Heartbroken Indigenous communities are questioning if reconciliation is possible in Australia as fallout continues from the failed voice referendum.
The Central Australian Aboriginal Congress released a blistering statement on Monday afternoon, declaring prominent 'no' figures "gave permission for racism to run wild" through the campaign.
They joined a group of Aboriginal and Torres Strait Islanders in calling out the 'no' campaign's "shameful victory", done so in an unsigned letter released on Sunday.
The "saddened and disappointed" congress said the 'no' campaign had turned "previously good-willed people against us", wondering what further progress could still be made.
"Given the result ... and the conduct of the 'no' campaign, there are now serious questions about whether reconciliation is still a viable strategy in Australia," their statement read.
"Nevertheless, one thing remains certain: sooner or later the nation state must deal with the enduring fact of Aboriginal sovereignty ... in the meantime, our struggle for equality, justice and self-determination will continue."
The latest Australian Electoral Commission figures show 60.64 per cent of voters cast a 'no' ballot.
Deputy Prime Minister Richard Marles encouraged the community not to let the referendum result prevent any other progress, particularly as his government seeks to close a gap in figures such as life expectancy and jail rates.
"(It) was not a vote against reconciliation, nor was it a vote against taking action on closing the gap," he told reporters.
"Our focus will be very much on practical measures which result in closing the gap."
The statement on Sunday, which did not name its specific authors, said there was nothing positive to be taken from the nation's refusal to enshrine an Indigenous advisory body into the constitution.
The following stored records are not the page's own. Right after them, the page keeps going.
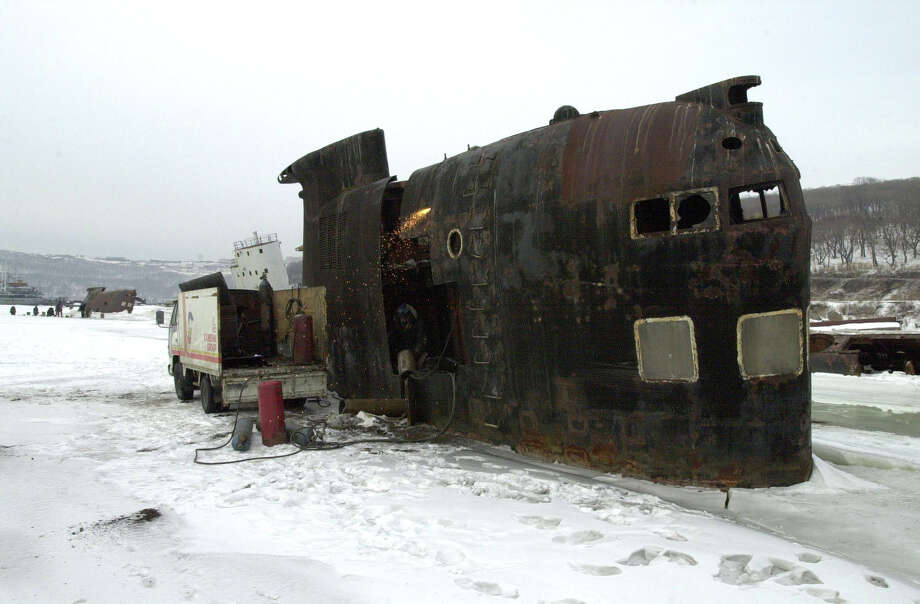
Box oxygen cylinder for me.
[292,314,314,364]
[258,272,275,356]
[231,417,255,451]
[397,349,416,374]
[258,380,287,446]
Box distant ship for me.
[228,231,291,290]
[0,266,46,305]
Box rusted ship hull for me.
[81,287,137,316]
[280,76,812,487]
[810,330,920,375]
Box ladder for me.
[465,153,504,426]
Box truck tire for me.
[173,360,194,401]
[200,374,222,414]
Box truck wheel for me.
[200,374,222,414]
[173,361,194,401]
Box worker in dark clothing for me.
[390,303,428,374]
[9,306,15,315]
[55,301,63,317]
[33,305,39,316]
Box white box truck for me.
[168,273,327,413]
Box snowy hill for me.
[811,270,920,326]
[0,249,234,302]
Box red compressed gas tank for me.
[292,314,314,364]
[258,380,287,446]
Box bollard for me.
[257,380,287,446]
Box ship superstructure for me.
[228,232,291,290]
[0,266,46,305]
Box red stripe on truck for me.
[173,349,221,363]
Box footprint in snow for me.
[714,554,772,584]
[663,550,698,566]
[775,568,823,586]
[619,547,697,567]
[518,515,562,529]
[552,530,603,545]
[435,548,466,566]
[128,566,156,588]
[569,563,622,576]
[619,547,661,566]
[654,529,687,542]
[805,587,845,603]
[715,554,822,587]
[455,578,519,598]
[865,574,889,588]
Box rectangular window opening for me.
[632,188,719,238]
[730,182,786,224]
[676,190,717,232]
[634,316,699,382]
[633,198,670,236]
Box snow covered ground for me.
[1,305,918,602]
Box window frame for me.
[728,181,789,225]
[630,186,720,239]
[634,315,700,383]
[736,308,804,379]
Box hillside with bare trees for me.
[806,177,920,323]
[808,177,920,271]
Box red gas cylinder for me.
[292,314,314,364]
[258,380,287,446]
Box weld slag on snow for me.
[71,508,162,536]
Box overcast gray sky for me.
[1,0,917,260]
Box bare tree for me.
[880,221,902,268]
[896,199,920,260]
[807,177,920,272]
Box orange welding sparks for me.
[398,207,431,235]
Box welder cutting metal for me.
[390,303,428,374]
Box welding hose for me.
[193,377,306,465]
[193,368,458,464]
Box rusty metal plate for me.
[82,287,137,315]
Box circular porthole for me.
[447,228,463,259]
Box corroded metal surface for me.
[810,351,863,376]
[82,287,136,315]
[809,330,920,375]
[280,131,399,399]
[280,76,812,487]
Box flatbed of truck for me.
[221,361,327,407]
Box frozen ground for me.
[1,306,918,602]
Coalition senators, including Liberal Kerrynne Liddle, used a Senate estimates hearing to quiz the government about who wrote the letter.
Those attempts produced minimal results, considering the letter didn't come from the government.
To move forward in the face of such a devastating result, co-chair of Reconciliation Australia Melinda Cilento said the nation needed to address racism.
"(With) the level of racism experienced by Aboriginal and Torres Strait Islander people that was clearly on display through the campaign in the days after the referendum, we really need to start talking about tackling racism," she told ABC radio.
States are grappling with their next steps on Indigenous reconciliation, the Queensland government admitting its path to treaty hit a major snag when the opposition backflipped on its support last week.
"We went into this with bipartisan support and one party, through lack of leadership ... walks away," Queensland Labor minister Grace Grace told reporters.
"To then see them pack up, walk away and say they are not supporting this anymore ... was truly astounding."
NSW will begin treaty consultations soon, with Premier Chris Minns insisting he will take any major changes to the 2027 election.